In his homily, Paulist superior general Father Eric Andrews reviewed the impact of the group’s late and much-loved formation director Father Rich Colgan and the tiki bar rescue of an evangelical recovering addict by Catholics.
“In a very literal way you were fishers of men that day,” said Father Andrews. “Only through the spirit of God through Rich Colgan could this be brought to conclusion.
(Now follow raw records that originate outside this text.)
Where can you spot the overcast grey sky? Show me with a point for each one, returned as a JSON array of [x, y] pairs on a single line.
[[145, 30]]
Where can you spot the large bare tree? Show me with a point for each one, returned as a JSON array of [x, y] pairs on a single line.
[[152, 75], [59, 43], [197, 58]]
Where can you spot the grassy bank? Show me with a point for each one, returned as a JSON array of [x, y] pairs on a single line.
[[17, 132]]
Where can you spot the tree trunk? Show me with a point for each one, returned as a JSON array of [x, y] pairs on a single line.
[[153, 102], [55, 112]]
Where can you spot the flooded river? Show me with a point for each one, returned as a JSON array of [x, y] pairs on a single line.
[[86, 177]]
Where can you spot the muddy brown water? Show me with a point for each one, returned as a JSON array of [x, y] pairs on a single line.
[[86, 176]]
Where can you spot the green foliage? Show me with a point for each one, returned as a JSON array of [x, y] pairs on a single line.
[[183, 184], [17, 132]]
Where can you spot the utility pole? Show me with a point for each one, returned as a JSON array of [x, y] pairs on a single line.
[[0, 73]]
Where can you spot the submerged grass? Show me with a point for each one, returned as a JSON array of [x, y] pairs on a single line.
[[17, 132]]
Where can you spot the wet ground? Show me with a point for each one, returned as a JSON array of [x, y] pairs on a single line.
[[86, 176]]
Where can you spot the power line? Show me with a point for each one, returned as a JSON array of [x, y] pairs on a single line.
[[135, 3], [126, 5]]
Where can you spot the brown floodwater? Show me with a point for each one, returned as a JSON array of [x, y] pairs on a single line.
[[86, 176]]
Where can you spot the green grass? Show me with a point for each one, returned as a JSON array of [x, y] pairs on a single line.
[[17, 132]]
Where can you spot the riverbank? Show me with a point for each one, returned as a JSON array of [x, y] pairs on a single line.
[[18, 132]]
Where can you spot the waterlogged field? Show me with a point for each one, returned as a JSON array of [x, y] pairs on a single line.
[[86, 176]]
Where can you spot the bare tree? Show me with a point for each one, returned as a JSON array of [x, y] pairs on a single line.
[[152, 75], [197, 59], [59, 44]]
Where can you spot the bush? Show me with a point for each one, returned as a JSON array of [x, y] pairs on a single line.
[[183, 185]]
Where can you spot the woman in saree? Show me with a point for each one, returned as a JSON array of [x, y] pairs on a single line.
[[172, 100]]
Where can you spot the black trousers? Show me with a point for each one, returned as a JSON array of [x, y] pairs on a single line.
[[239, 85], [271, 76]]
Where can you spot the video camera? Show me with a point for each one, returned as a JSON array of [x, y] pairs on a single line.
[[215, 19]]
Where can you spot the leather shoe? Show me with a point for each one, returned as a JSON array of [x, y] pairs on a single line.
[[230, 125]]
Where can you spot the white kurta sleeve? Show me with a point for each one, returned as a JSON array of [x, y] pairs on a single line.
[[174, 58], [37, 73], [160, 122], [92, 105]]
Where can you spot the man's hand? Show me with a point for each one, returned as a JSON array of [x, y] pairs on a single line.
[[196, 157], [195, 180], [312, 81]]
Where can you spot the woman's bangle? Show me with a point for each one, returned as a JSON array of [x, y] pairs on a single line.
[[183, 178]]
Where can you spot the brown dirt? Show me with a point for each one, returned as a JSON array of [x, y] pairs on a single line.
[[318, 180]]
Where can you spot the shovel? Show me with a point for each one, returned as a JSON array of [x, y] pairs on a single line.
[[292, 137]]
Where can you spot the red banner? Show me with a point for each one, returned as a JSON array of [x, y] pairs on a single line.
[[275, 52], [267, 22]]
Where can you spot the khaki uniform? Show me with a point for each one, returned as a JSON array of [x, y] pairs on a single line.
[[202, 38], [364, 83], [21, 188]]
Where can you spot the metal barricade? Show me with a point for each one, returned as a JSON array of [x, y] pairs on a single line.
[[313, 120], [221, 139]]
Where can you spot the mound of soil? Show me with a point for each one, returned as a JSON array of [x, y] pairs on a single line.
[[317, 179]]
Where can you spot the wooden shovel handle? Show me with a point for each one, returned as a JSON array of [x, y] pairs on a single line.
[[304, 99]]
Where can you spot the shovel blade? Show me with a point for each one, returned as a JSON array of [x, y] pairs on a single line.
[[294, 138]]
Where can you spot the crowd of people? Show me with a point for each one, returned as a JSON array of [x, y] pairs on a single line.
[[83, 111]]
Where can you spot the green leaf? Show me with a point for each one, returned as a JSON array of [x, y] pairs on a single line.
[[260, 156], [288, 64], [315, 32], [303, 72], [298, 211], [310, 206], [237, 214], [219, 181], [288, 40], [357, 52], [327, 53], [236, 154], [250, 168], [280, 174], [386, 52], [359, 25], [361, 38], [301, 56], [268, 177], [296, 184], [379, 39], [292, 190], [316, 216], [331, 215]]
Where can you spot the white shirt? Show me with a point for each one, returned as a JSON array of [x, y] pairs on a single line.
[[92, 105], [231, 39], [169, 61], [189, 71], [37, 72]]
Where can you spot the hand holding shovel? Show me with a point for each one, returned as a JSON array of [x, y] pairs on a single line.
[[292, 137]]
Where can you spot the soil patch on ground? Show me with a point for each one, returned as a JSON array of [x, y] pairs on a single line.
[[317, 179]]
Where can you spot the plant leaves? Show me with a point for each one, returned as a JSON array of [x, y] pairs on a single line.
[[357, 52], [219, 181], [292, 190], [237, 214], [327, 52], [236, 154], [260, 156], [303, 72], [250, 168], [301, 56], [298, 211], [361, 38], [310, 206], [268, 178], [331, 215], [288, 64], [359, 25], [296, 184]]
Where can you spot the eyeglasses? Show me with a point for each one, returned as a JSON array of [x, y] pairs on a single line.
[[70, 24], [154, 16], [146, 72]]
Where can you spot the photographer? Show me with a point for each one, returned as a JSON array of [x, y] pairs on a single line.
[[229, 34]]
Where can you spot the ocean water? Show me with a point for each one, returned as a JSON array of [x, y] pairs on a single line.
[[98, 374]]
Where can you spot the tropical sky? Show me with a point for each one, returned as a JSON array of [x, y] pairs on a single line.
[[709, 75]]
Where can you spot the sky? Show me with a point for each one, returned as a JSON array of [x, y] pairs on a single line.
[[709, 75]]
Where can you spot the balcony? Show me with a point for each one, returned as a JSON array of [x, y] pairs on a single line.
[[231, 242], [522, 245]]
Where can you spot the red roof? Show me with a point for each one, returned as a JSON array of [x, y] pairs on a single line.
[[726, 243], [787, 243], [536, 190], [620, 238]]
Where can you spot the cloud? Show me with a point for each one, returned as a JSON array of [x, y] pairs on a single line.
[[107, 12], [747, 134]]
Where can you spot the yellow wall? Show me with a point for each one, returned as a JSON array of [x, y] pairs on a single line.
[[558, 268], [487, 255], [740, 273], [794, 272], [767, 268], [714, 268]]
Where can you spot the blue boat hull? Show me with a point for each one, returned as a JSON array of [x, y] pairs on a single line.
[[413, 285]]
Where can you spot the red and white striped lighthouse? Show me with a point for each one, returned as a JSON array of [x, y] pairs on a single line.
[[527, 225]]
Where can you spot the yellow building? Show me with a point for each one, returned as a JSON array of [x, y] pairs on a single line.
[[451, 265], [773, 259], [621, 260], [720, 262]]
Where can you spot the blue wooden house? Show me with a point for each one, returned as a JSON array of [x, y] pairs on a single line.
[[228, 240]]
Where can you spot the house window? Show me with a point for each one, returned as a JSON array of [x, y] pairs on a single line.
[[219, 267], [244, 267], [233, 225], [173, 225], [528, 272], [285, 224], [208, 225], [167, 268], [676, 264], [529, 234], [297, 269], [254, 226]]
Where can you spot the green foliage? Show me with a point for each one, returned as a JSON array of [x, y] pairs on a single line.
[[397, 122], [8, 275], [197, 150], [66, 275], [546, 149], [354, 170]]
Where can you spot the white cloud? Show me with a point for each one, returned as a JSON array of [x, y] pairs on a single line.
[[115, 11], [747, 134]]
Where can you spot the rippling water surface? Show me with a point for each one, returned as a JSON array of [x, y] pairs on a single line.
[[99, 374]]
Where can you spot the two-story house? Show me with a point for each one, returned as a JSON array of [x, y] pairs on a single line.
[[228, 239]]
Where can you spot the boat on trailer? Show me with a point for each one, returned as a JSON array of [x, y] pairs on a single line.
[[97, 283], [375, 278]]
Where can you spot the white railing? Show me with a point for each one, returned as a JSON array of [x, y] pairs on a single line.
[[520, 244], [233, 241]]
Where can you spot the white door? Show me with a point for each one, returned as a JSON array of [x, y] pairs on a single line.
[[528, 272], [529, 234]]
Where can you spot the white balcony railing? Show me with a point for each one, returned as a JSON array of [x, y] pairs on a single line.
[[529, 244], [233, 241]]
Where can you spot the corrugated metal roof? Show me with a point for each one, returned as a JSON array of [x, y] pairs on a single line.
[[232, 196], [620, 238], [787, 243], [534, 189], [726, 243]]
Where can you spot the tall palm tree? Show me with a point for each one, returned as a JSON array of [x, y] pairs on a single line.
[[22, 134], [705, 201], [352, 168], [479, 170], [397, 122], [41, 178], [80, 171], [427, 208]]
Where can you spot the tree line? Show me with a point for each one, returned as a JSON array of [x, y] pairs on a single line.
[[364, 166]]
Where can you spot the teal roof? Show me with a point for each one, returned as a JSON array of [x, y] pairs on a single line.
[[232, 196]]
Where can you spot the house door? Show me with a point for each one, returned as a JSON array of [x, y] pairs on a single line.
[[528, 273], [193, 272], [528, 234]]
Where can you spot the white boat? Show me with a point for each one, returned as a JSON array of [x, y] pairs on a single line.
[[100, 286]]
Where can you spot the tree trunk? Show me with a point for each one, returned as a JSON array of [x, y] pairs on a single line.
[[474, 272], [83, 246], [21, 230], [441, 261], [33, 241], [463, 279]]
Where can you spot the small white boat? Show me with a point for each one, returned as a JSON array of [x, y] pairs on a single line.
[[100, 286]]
A sign that as you abide and as we trust and as we are on the boat with our Lord in difficult seas, salvation comes, things come to completion. And so we give thanks.”
Now that he’s completed his novice year, Malano is in his first seminarian year of theological studies at The Catholic University of America in Washington, D.C. He is assigned to pastoral ministry at the Church of the Resurrection in Burtonsville, Maryland, where he will teach religious education. Malano will also serve on the board of the Paulist Reconciliation Ministries, which includes an outreach program to inactive Catholics called Landings International.
Malano says he may struggle with some of his coursework — philosophy in particular — but if he can get through 2020, he can get through that.
“As chaotic as it has been, the calling of the Holy Spirit couldn’t have been stronger and clearer,” Malano said. “Sure it isn’t always easy at times, but I have my brother Paulists to lean on for support and I’m thankful to have supportive friends in Hawaii and around the world and a loving family to sustain me in prayer.